*Dhanya – Gender Female Was: a victim City: Coimbatore


Gender Female

Was: a victim
City: Coimbatore
Was wearing : I don’t remember
Reaction: Helpless/passively endured
Incident was: multiple times

Being a girl is never entertaining if you are leered at and hooted at like a circus animal; not because of the harassment but because of the by-products it comes with. It was never entertaining, for me, at least always. I was around 9 and I found that my breasts had started to grow. For a nine-year old, it only appeared curious – the way it grew and how it stood. For me, it only filled with thoughts like ‘what was inside it!’ ‘would it keep growing!’ and ’why are my tops getting tight?. That being said it was only an addition of my body that I didn’t know what to do with. It didn’t occur that my ‘recent’ addition could possibly look like an object of lust for a guy. That day, I had gone to the bazaar with my mom; it was crowded, as usual and the dark evening was visibly lit by the lights from various stores. My mom was holding my hand with a firm grip and was leading through the crowd; I was still a child for her. Among the bustling crowd, I suddenly felt a man’s robust hand, firm enough, reaching one of my breasts, holding it for a second and squeezing it. It happened in less than a few seconds, when my mom was still gripping my hand and walking. I was too small to be shocked, but I was scared: scared at men, men who were of the same gender of my father. That night, I told my dad, “Appa, today…at the bazaar…one guy pressed my breast like an auto horn.” I was only that innocent to come up with such analogy. My parents were obviously shocked and unanimously decided, “Let’s not take her out for some time.” For a genuine opening up it’s always loss of freedom for a girl. I started receding in and when it happened the next time, I didn’t tell a word to my parents.

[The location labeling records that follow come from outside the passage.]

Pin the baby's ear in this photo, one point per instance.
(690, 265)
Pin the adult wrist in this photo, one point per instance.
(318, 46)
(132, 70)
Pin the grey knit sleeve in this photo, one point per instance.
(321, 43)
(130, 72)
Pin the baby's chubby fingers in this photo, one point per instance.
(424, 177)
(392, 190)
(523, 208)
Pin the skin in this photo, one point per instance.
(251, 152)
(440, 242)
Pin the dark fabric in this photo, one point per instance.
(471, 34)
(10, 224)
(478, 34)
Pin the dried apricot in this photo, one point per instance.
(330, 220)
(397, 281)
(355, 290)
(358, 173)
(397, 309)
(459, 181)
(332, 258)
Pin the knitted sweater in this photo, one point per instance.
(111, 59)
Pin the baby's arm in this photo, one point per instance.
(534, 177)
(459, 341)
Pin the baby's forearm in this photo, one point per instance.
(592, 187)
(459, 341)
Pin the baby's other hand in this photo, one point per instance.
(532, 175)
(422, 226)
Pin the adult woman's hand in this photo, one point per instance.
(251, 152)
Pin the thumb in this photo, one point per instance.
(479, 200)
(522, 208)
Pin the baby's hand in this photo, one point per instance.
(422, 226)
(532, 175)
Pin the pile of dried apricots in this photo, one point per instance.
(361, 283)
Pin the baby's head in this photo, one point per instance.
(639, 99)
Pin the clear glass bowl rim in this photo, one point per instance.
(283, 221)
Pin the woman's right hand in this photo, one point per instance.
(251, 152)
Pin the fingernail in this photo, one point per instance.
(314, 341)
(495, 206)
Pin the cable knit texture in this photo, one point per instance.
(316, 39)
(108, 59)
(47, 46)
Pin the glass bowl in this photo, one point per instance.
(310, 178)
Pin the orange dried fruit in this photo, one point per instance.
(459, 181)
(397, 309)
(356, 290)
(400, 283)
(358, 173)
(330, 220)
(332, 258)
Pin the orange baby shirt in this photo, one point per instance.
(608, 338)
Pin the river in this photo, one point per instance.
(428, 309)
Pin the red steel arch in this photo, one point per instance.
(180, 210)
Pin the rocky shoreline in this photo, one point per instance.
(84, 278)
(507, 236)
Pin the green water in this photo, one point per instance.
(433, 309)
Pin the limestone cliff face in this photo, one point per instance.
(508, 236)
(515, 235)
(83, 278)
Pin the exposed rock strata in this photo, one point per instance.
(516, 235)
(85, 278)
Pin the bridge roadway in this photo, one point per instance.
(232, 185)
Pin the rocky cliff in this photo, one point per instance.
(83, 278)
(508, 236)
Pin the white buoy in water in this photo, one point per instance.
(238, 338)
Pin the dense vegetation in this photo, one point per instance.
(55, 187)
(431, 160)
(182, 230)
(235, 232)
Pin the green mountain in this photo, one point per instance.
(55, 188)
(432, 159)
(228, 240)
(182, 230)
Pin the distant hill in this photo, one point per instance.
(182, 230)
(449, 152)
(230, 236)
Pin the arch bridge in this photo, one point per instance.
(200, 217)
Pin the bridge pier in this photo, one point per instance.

I was around 10 when it happened, and I was at home with a guy who I called ‘brother’; when I thought people are what you call them by. He was an electrician and I was sticking around to see how he wires things. At one point, he pulled me towards him and started to play with me and making me laugh. He threw me up in the air and caught me; he made me sit on his lap and put his hands around and started to say stuff that made both of us giggle. I didn’t pay attention to what he said as there was something else that was holding my attention. Something was moving under his dhothi;  I felt wriggling under my thighs. And in some time, I felt it against everywhere, once against my thighs, once at my bottom, once here, once there. He was still cajoling me like a kid. It took a while to realize something was not normal. This had not happened when I sat on my father’s lap. My mom accidentally came there now, and called me aside. Her face was flushed and told me to come downstairs. I now clearly knew something was wrong; it took a bit of wrestling to come away from him. I knew what it meant only after a long time.

Now my shell had started to thicken; I had stopped talking with random guys and if I had to, I did it with utmost precaution not to let them near me. My trust on men came with great effort on both the sides which took time to overcome. I started standing up against them doing whatever I could. I thought I had the courage to fight back; I have grown strong. But a few things didn’t let me be so.

I was 22 and I went to a movie with my sister’s family. Towards the intermission, I felt fingers from behind searching for something, first from the bottom of my seat and then from the sides. My heart was palpitating and I moved to tip of my seat. I was out of reach. I was sitting at the edge and was gazing at the screen nervously.  It’s not the groping or the look that makes harassment obnoxious but the after effect that makes it  – ‘it is better when you avoid’. I wanted to stand up and kick that man’s ass. But I didn’t have the courage to do it. I would only end up losing my freedom. My sister would think ‘if this happens when we are around, then what horrible things might happen to her when she is alone’. I couldn’t afford to lose my freedom once again, and I couldn’t passively endure it. I made myself hard to reach. After the intermission, the same guy had misbehaved with my sister and she started to yell to Mother Kali. That guy, being threatened, ran off. My sister’s courage was commendable, but my courage could have backfired.

I didn’t want to experiment how they would feel if I stood up, my question of freedom is more important to me to experiment with; but I knew they would definitely be worried. A few parents live in a myth that they have to bring their daughter up sinless and pure, something like ‘untouched by human hand’. The moment you tell what has happened, that their Cinderella-like-little girl has been abused, their myth gets crushed. They are comfortable with Cinderellas locked up at home than with a girl who fights back; it eases their heart that way.

I am being whistled at, I am being bruised by dark hands and I stand up when I am alone. I avoid and don’t fight back when my family is around, with their Cinderella myth intact. Would parents call their child and ask her to ‘Stand up and be bold’ the moment she says something she doesn’t know what to do with?